By Batya Jerenberg, World Israel News
Prime Minister Benjamin Netanyahu took the opportunity Monday, during the official appointment of Professor Amir Yaron as governor of the Bank of Israel, to state his confidence in the country’s financial stability following Sunday’s steep drop in the Tel Aviv Stock Exchange (TASE).
“I am certain that we will succeed in riding out the current turmoil in the capital markets,” he said regarding the five-percent drop in the TASE’s value on Sunday, which was the worst plunge in Israel’s stock market in the last seven years.
“The Israeli economy creates competitive value for the products and services that people want to buy. We have the ability to produce new products and open new markets,” the prime minister said.
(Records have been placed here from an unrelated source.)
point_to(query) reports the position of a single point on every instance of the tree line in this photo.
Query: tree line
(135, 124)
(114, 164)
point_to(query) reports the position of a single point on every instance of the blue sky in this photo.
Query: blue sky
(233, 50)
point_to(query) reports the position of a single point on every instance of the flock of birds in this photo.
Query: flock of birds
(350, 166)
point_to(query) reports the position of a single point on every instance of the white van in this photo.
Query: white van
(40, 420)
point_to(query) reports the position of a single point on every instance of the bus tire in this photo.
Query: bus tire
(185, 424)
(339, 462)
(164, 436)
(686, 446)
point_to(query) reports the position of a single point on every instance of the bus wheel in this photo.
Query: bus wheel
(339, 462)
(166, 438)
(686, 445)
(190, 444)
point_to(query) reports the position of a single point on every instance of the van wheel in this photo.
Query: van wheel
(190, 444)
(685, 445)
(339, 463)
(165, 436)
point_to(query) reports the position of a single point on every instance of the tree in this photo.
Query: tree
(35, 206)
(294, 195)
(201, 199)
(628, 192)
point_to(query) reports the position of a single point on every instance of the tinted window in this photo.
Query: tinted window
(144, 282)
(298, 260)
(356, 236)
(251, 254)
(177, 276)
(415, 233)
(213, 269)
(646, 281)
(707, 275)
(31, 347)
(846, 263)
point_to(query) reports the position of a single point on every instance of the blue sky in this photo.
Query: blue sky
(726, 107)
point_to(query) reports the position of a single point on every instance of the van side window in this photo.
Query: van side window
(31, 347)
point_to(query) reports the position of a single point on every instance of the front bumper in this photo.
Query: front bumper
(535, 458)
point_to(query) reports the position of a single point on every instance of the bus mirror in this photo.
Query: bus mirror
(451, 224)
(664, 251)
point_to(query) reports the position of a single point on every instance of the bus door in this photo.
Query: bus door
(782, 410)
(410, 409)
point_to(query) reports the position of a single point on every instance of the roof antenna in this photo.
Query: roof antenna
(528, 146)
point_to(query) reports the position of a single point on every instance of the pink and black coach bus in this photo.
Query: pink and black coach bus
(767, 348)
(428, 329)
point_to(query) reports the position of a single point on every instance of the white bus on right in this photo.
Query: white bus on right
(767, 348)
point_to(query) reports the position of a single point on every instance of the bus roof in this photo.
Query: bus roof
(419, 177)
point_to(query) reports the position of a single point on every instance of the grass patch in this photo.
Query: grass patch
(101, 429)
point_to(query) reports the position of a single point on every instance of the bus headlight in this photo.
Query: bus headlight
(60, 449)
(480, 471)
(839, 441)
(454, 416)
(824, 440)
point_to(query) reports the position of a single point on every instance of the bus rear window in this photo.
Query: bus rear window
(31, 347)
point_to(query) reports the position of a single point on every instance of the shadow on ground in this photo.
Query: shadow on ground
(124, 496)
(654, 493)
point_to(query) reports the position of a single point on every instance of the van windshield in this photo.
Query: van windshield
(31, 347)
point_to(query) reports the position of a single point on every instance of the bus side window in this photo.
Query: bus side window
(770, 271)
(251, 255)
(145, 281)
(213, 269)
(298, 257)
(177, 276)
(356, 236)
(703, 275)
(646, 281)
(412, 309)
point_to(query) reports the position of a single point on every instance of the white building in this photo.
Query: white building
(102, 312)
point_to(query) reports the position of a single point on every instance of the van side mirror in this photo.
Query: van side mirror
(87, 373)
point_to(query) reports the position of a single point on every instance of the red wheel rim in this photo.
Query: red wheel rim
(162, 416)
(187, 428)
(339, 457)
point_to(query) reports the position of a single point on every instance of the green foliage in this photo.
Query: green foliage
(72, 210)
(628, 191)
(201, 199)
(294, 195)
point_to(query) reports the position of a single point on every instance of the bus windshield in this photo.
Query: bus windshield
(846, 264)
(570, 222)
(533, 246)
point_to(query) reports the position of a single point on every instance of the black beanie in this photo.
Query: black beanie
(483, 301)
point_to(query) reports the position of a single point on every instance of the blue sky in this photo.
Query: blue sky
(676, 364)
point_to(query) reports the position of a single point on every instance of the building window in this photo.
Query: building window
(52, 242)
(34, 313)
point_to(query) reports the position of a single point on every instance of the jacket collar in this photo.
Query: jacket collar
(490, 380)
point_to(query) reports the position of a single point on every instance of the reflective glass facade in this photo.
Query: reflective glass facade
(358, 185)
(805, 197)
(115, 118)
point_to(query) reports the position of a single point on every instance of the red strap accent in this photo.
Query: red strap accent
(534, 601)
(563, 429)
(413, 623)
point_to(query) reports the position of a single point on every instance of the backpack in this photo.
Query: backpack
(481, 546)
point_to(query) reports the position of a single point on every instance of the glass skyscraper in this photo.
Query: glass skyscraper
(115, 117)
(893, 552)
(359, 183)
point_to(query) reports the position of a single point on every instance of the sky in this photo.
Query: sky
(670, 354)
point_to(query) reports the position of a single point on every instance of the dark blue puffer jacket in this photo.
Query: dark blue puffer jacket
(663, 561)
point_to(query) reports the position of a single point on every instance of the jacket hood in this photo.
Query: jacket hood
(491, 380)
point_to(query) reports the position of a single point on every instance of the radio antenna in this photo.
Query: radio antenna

Seemingly referring to mega-deals recently made with India and others possibly in the works in Africa and Latin America, Netanyahu noted that “the world’s markets are opening” to Israel. He also pointed to Asia, saying, “We are in an advanced stage of negotiations with China to develop a Free Trade Area.”
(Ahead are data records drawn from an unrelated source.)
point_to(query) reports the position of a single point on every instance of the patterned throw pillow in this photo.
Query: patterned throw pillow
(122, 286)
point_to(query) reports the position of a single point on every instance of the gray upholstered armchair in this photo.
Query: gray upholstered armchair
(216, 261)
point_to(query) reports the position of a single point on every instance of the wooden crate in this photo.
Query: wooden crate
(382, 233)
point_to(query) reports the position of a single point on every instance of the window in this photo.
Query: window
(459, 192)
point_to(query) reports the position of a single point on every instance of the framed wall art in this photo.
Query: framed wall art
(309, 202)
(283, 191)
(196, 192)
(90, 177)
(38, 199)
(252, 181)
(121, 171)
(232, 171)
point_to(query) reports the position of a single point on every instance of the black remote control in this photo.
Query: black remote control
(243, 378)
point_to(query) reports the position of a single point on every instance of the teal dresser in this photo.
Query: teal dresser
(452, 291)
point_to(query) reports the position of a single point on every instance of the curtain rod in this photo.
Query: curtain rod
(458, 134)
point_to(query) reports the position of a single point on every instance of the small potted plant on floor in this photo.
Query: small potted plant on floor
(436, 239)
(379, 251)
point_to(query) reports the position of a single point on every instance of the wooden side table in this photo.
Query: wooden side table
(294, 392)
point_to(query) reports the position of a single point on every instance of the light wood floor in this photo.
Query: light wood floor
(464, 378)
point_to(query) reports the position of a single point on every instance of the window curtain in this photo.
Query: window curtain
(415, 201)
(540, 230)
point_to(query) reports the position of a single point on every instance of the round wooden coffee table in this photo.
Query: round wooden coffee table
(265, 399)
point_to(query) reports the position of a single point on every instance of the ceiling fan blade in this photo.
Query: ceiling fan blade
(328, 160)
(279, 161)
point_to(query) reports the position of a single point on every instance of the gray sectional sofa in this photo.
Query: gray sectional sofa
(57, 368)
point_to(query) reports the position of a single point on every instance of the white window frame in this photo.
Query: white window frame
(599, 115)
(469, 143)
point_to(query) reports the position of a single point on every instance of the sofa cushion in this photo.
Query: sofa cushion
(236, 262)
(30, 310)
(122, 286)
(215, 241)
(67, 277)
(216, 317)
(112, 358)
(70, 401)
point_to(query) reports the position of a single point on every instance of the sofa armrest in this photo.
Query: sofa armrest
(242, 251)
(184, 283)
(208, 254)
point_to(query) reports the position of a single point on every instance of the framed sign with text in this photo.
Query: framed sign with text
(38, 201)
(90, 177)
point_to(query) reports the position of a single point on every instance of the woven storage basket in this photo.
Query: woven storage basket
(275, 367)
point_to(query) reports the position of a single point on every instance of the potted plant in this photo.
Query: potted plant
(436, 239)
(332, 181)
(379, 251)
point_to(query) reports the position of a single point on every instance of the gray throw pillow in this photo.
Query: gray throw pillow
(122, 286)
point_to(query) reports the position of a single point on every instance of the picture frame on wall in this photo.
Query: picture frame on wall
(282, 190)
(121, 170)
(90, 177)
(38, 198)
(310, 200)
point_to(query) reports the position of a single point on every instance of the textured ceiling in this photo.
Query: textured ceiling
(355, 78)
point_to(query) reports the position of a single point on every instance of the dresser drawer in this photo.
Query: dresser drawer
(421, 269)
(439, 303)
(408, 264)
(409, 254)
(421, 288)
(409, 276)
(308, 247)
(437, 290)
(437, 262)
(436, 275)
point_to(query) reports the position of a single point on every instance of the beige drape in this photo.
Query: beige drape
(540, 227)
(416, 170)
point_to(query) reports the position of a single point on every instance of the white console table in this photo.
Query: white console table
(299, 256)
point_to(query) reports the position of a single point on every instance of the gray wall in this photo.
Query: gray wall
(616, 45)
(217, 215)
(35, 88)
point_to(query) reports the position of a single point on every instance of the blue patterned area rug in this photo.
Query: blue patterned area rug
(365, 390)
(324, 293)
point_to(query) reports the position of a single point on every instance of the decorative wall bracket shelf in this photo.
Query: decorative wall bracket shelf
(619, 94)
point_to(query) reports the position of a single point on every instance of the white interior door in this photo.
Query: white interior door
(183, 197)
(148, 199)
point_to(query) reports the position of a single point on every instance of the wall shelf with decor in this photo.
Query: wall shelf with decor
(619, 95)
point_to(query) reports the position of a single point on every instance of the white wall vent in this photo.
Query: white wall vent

The quality of life in Israel is rising while the gap between rich and poor is getting smaller, Netanyahu said, adding that more people are employed “because the [financial] reforms forced the haredim [ultra-Orthodox] and Arabs to enter the work force.”
Although the country is financially stable, Yaron is taking on his new position during a challenging time in the local equity market, which has lost about 11 percent of its value in December, wiping out some NIS 85 billion in investments.
The TASE was not acting on its own, as worldwide stock markets have experienced widespread sell-offs this year. For example, Globes reported Sunday that the American S&P 500 Index has dropped 10% since January, while Nasdaq has fallen 14%. The Bank of Israel itself, which invested all of its $115 billion in foreign currency reserves in worldwide capital markets, will likely be on the hook for a $2 billion loss in 2018 because of the plunge in the share and corporate bond markets.
President Reuven Rivlin also addressed the ceremony, stressing the complete independence of the Bank of Israel in dealing with the fiscal matters of the state. He mentioned the recent announcements of price hikes in foodstuffs and electricity, which, he said, “were blocked – for now — by the quick intervention of the finance minister and his staff.”
“Keeping prices stable is one of the central tasks of the Bank of Israel, which is also the financial adviser to the government,” he added.
“The immediate challenge facing the Bank of Israel is the normalization of monetary policy – a process at the end of which the Bank of Israel will be able to act by using the tool of the interest rate to effectively stabilize prices in accordance with economic developments and stabilize the inflation rate at the center of the target range,” Yaron said.